If one was to choose ease of life, then the dairy trade from maker to distributor would not be the wisest move in modern Britain, and so the crossover point for many families is here on the horizon now.
The younger generation is inculcated from all angles with the work/life balance theory, and that is reinforced by a demand for greater leisure time and a less pressured existence, as well as a myriad more things to do and more opportunities to fulfil that desire.
Generations of farming families are finding that sons and daughters no longer want to follow the hugely demanding, uncertain and increasingly complex life their parents trod.
Cheesemaking is probably not that dissimilar in generational terms. Unearthly hours, demanding and relentless input everyday, a harvest of cheese each day that can have a mind of its own if that intensity of care and skill is not practiced, and all with ruinous consequences.
The veritable army of auditing bodies from governmental, local and customer sources, all with their own agendas, are never aligned. Indeed, they are often in total conflict, and each takes time and adds cost. Few, if any, have ever made cheese, but experts all. I often muse that had most of today’s regulations been around in the 50s and 60s, we would have just bland Cheddar in mass blocks, made in something akin to a nuclear facility, necessary though some regulations clearly are!
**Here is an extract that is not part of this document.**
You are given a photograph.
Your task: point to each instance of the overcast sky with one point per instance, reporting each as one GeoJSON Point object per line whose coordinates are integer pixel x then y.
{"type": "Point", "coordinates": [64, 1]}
Through all this tangle of change our hardy cheesemakers have struggled and succeeded, despite all the obstacles hurled in their way.
A few of the high risers of the 70s are coming to their own maturity, and maybe thinking of retirement and some ease and comfort after so many years of toil. A number have successfully made the generational change, bringing family in to drive the next period of growth.
Amongst these, the Appleby and Bell families have succeeded, as have Cumberland and Fowlers along with Quicke’s, Keens, Swaledale and others, as one generation passes the baton to the next – a cocktail of tradition and values, techniques and mystery.
Elsewhere, some of the transitions are harder to deliver, and releasing or protecting the asset value of a lifetime’s work creates a puzzle, or even a headache, to find the right solution for the future.
Could there be a role here for third party investment to maintain and grow the legacy of the founder, to continue the employment and the skill set of many operatives and maintain that countryside presence that allows tradition to pass to the future, and that may prove an interesting option for a number in this business? The hardest part is to seek that support or change, as opposed to working to exhaustion and leaving an unstructured future for what is now part of Britain’s food heritage.
The young should not be the sole beneficiary of fun and enjoyment, and the future will inevitably demand more capital investment, more contribution of skill, more technical demands, tougher market access and finance to fund growth, so seeking future investors, partnerships and crowdfunding may for some be a way to release their assets, enjoy the present and secure the future.
Keeping it in the family is almost always the right approach, but there are other options if sought at the right moment.